La Fête de la musique est une fête laïque qui rassemble un large public. Est-ce une manière pour la collectivité qui, abandonnant les rituels religieux, s'approprie d'autres festivités en dehors des cadres traditionnels pour continuer de permettre aux individus de vivre ensemble des effervescences collectives ? Les fêtes nouvelles se distinguent des fêtes religieuses, mais aussi des fêtes nationales (qui sont des fêtes laïques) comme le 14 juillet. Dès la fin du 19ème, les Etats européens commencent à organiser des fêtes autour de l'idée de la nation, du peuple, d'une révolution ou d'un changement de régime. 

Dans ces fêtes traditionnelles, c'est toujours une grandeur politique qui est racontée : les origines de la nation, la fondation de la communauté...  L'invitation est lancée par un Etat central pour fêter un "nous" fermé, qui s'oppose à une altérité. Par exemple, la fête du 14 juillet concerne uniquement les Français. On aurait du mal à imaginer un Allemand défiler sur les Champs-Elysées, de même qu'on imagine mal un Juif dans une fête chrétienne.          
Charitini Karakostaki

A la différence de ces fêtes traditionnelles, les fêtes nouvelles se construisent autour de thèmes ouverts à tout type de public. L'invitation ne pose aucun obstacle : tout le monde peut être concerné, par exemple, par la musique. De même pour les fêtes qui célèbrent d'autres arts, mais aussi des thématiques comme l'amour et la sexualité. Ces sujets ouverts permettent non seulement aux citadins de faire la fête, mais aussi à tous ceux qui se trouvent dans la ville lors d'une célébration.

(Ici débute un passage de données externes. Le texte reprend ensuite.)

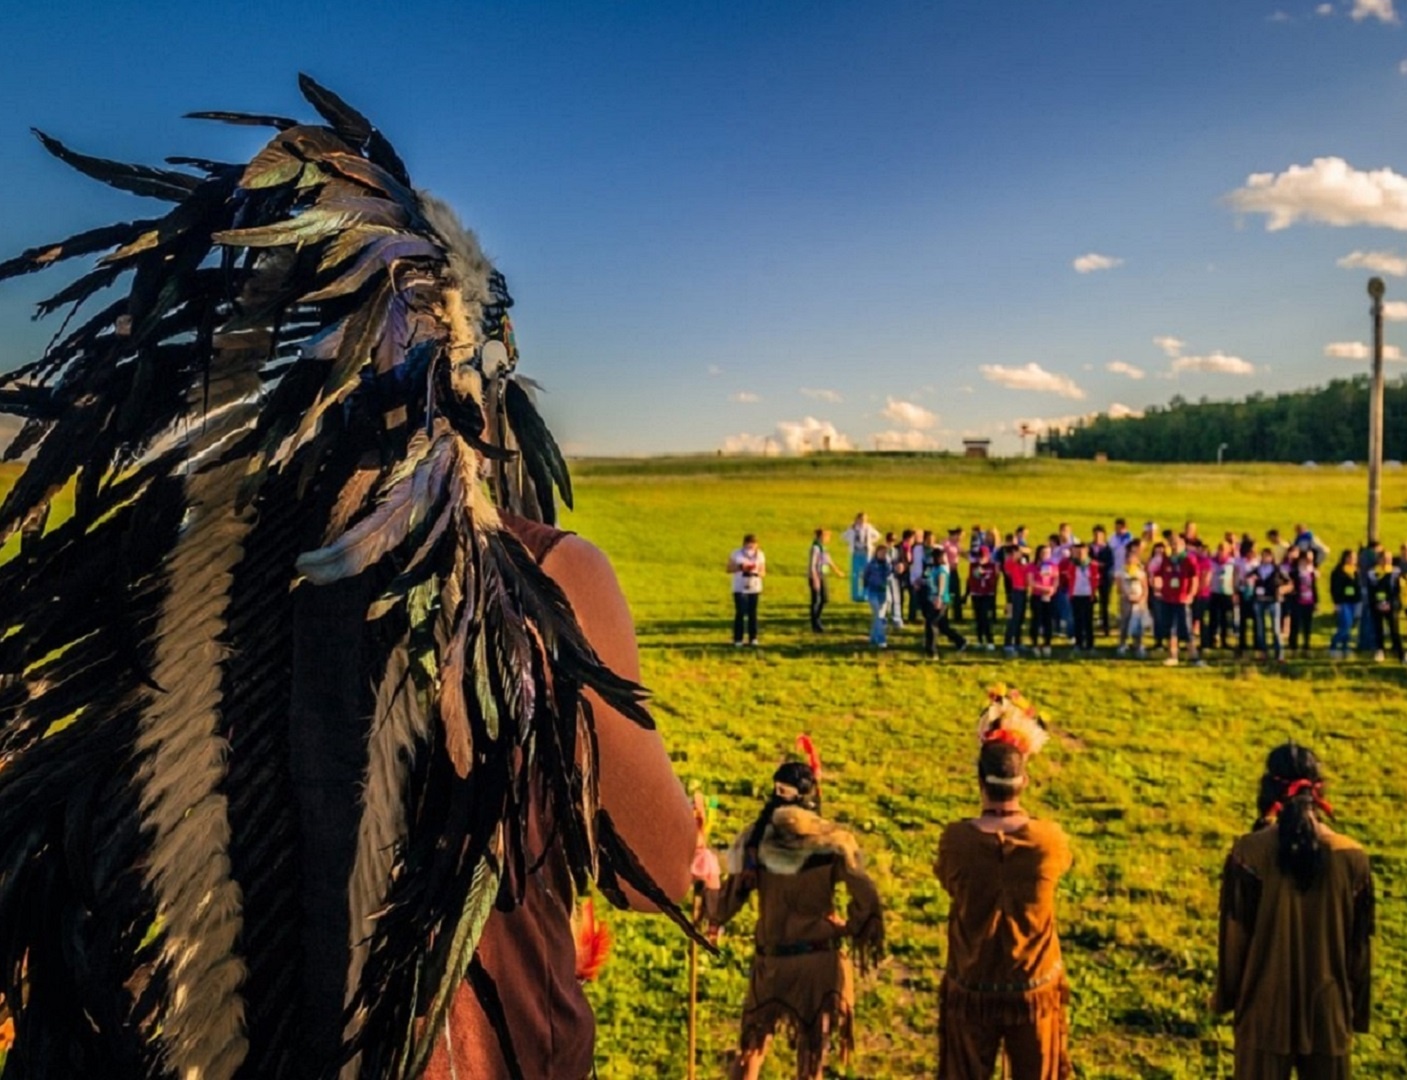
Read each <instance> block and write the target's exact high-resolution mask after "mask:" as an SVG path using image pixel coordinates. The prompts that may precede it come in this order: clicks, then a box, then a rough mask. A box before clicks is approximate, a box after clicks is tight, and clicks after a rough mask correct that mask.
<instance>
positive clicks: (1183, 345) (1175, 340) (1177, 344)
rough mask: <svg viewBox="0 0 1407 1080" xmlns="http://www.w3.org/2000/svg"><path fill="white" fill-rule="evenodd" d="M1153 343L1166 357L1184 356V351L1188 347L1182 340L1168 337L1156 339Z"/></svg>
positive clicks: (1153, 341) (1176, 338) (1177, 338)
mask: <svg viewBox="0 0 1407 1080" xmlns="http://www.w3.org/2000/svg"><path fill="white" fill-rule="evenodd" d="M1152 343H1154V345H1157V346H1158V347H1159V349H1162V352H1164V354H1165V356H1182V349H1183V346H1186V342H1183V340H1182V339H1179V338H1168V336H1162V338H1154V339H1152Z"/></svg>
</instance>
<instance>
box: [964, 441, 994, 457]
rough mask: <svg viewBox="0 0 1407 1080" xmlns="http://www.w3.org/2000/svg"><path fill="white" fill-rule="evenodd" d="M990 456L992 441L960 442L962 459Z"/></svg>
mask: <svg viewBox="0 0 1407 1080" xmlns="http://www.w3.org/2000/svg"><path fill="white" fill-rule="evenodd" d="M991 456H992V440H991V439H964V440H962V457H991Z"/></svg>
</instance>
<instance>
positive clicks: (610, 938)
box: [575, 900, 611, 983]
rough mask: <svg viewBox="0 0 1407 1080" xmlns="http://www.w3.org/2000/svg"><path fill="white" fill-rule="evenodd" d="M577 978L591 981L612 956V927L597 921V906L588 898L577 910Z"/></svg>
mask: <svg viewBox="0 0 1407 1080" xmlns="http://www.w3.org/2000/svg"><path fill="white" fill-rule="evenodd" d="M575 923H577V979H578V980H580V982H582V983H590V982H591V980H592V979H595V977H597V976H598V975H601V969H602V968H605V963H606V959H609V956H611V927H608V925H606V924H605V923H598V921H597V906H595V904H594V903H592V901H591V900H587V901H584V903H582V904H581V908H580V910H578V911H577V920H575Z"/></svg>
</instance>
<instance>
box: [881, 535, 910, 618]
mask: <svg viewBox="0 0 1407 1080" xmlns="http://www.w3.org/2000/svg"><path fill="white" fill-rule="evenodd" d="M884 546H885V547H888V548H889V555H888V560H889V585H888V588H886V591H885V592H886V595H888V598H889V602H888V605H886V608H885V610H886V613H888V616H889V622H891V623H892V624H893V629H895V630H903V585H902V584H900V582H902V581H906V579H908V577H909V564H908V563H903V561H902V560H903V551H902V550H900V548H899V540H898V537H895V534H893V533H885V534H884Z"/></svg>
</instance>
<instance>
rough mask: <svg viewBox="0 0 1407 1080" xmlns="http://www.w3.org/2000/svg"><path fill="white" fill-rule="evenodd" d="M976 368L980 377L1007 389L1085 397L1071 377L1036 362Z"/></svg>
mask: <svg viewBox="0 0 1407 1080" xmlns="http://www.w3.org/2000/svg"><path fill="white" fill-rule="evenodd" d="M978 370H979V371H981V373H982V378H985V380H986V381H988V383H996V384H998V385H1002V387H1006V388H1007V390H1030V391H1034V392H1037V394H1057V395H1059V397H1062V398H1075V399H1076V401H1078V399H1082V398H1083V397H1085V391H1082V390H1081V388H1079V387H1076V385H1075V381H1074V380H1072V378H1069V377H1068V375H1057V374H1055V373H1054V371H1047V370H1045V368H1044V367H1041V366H1040V364H1037V363H1030V364H1024V366H1023V367H1007V366H1006V364H982V366H981V367H979V368H978Z"/></svg>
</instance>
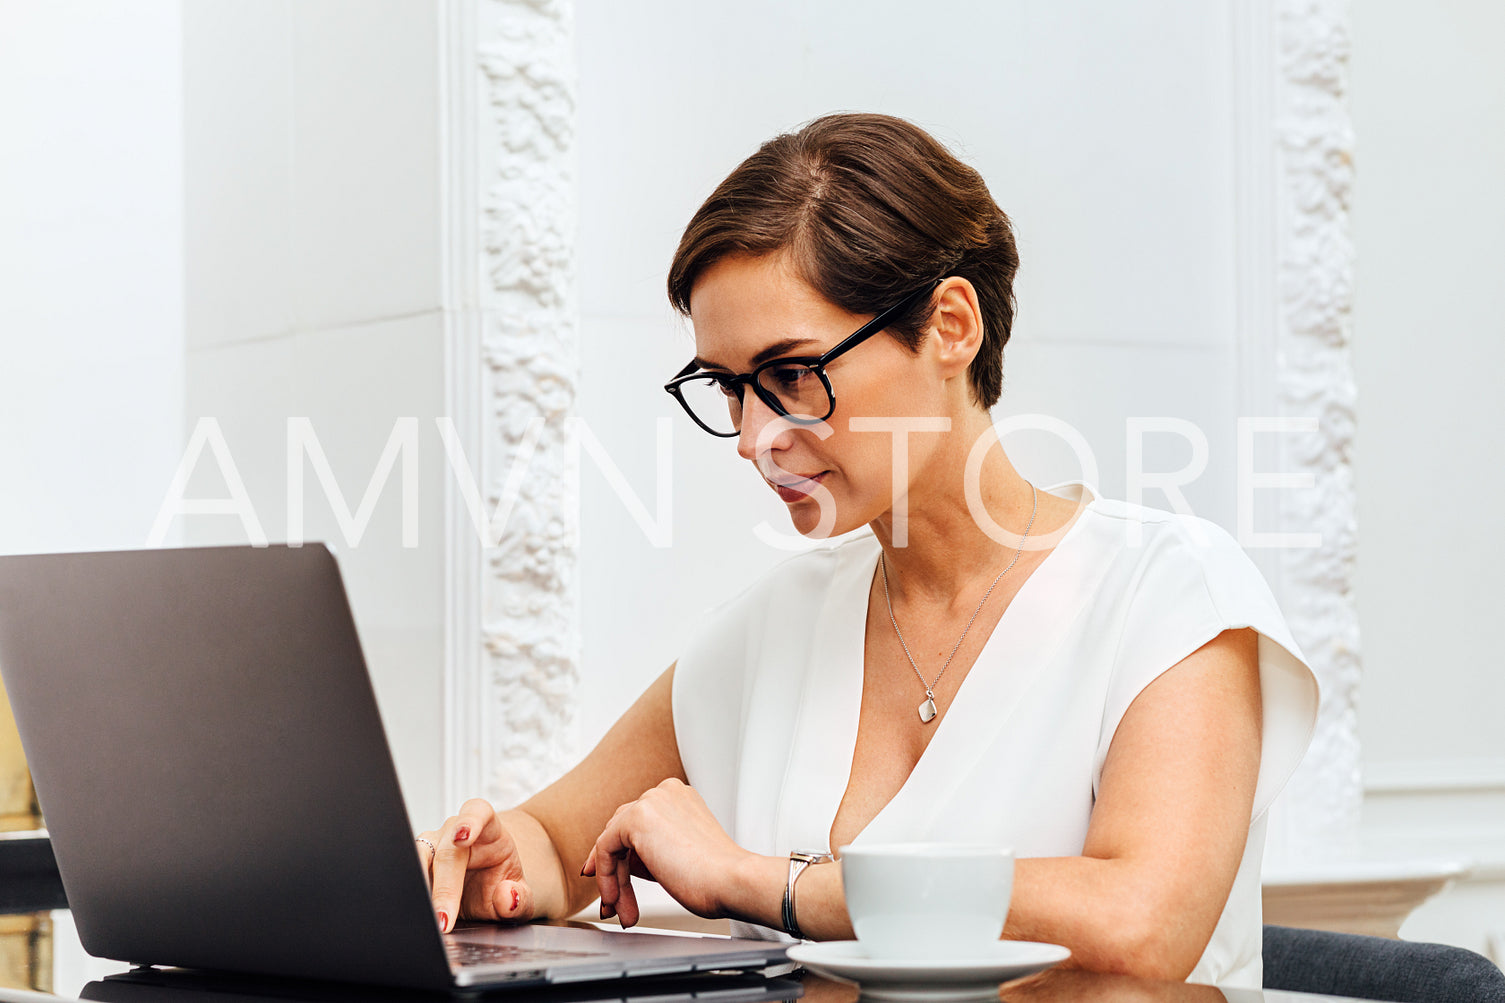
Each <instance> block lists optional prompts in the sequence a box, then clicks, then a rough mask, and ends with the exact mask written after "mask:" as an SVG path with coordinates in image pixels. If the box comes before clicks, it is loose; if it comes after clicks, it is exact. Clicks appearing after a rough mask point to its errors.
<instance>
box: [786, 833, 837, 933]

Cette appropriation de l'espace public est-elle une raison du succès et de l'affection des Français pour la Fête de la musique ? Pour Charitini Karakostaki, le succès d'une fête est pluridimensionnel : plusieurs conditions doivent être satisfaites en même temps. La fête doit corresponde à l'air du temps, l'invitation lancée par les autorités publiques doit être convaincante, le public doit trouver une véritable raison d'y participer. Depuis son lancement en 1982, la Fête de la musique répond particulièrement bien aux exigences des citoyens face à une fête publique, estime la sociologue.